A park group is on the verge of collapse after a dispute with the council led to two key members resigning.

Clive and Sue Fennell will stand down as chairman and secretary of the Friends of Mewsbrook Park at the end of the month after feeling ignored by Arun District Council about the condition of the lake.

They want a group of slaves but we are a group with brains

Clive Fennell

Sue, 51, said she felt ‘totally let down’: “I have been volunteering for 30 years and this is the first time I have not felt respected as a volunteer.

“We have done a brilliant job in bringing the group into the 21st century, the community are behind us because they know we love the park, but when you take things forward to the council on behalf of the public it is like hitting your head against a brick wall.”
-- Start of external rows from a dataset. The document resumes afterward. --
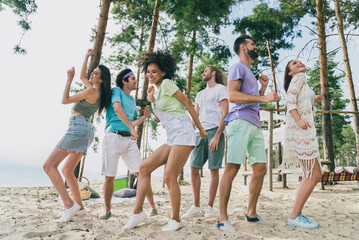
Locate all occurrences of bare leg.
[247,163,267,218]
[62,153,84,209]
[290,161,322,219]
[191,167,201,207]
[103,176,115,211]
[219,163,241,223]
[133,144,171,214]
[165,145,194,222]
[208,169,219,207]
[135,172,156,209]
[43,147,74,208]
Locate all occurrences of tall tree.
[316,0,335,171]
[166,0,240,98]
[87,0,112,77]
[334,0,359,166]
[0,0,37,54]
[308,52,350,167]
[137,0,161,147]
[234,3,304,108]
[108,0,154,99]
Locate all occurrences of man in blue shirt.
[99,69,157,219]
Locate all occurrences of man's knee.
[252,163,267,177]
[191,167,200,177]
[223,163,241,179]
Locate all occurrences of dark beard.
[202,76,211,83]
[247,48,258,60]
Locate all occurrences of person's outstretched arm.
[80,49,94,88]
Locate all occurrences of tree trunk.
[137,0,161,147]
[72,0,112,182]
[187,30,197,99]
[135,19,144,100]
[334,0,359,166]
[179,30,198,180]
[276,142,283,181]
[87,0,112,77]
[267,40,279,109]
[317,0,335,171]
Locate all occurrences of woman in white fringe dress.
[282,60,324,229]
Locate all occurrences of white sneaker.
[182,205,202,218]
[55,202,81,222]
[204,206,214,217]
[217,220,237,232]
[122,211,147,229]
[162,219,182,232]
[57,209,86,217]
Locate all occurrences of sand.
[0,170,359,240]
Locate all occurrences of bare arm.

Clive said last year the council lowered the lake’s water levels to kill off the spiral tasselweed that grew there, ignoring the group’s warning that it was a food source for native birds.

As a result, Clive said a lot of wildlife has left the lake, and no cygnets survived this year. He added that the exposed mud caused a foul smell and scum coated the water due to an aerator which was installed to counter the lack of plantlife.

After this, the working relationship with the council broke down, prompting Clive and Sue’s departure. The group needs replacements or it will disband after 13 years.

It is one of the mayor of Littlehampton’s charities for the year, and raised £5,000 in the last 12 months for projects including a sculpture which will be unveiled on Friday. The couple will make sure all outstanding projects are finished before they leave and any surplus grant money is given back to the donators.

Clive and Sue volunteered for 10 years for Rickmansworth Waterways Trust, which recently received a group MBE for its work. Under their tenure, the Friends of Mewsbrook Park has trebled in size from 35 members to 100, including children and young families.

Clive, 56, was also key in getting a public meeting with Sussex Police after a string of vandalism incidents.

He felt the council just wanted them to be ‘rubbish pickers’ and run children’s activities: “They want a group of slaves but we are a group with brains.”

He called for Arun District Council to approve a new charter for the group – but a council spokesman said it was up to the group to decide its own future.

The spokesman said the council and the Friends of Mewsbrook Park had worked together to get the Green Flag Award for the last 13 years at the park, which provided ‘independent verification’ that its management was up to scratch.

But Sue Fennell said the award was given on the merit of last year’s judgement, and believed that had judges come to the park this year, it may not have got the Green Flag.

The council spokesman said the lake’s primary role was as a flood alleviation system for nearby development, which is what Arun has focused on – and this was ‘clearly communicated’ to the group.

They said: “The council is looking forward to working positively with the Friends of Mewsbrook Park and would like to thank both Clive and Sue for the considerable time and effort both have put into their roles.”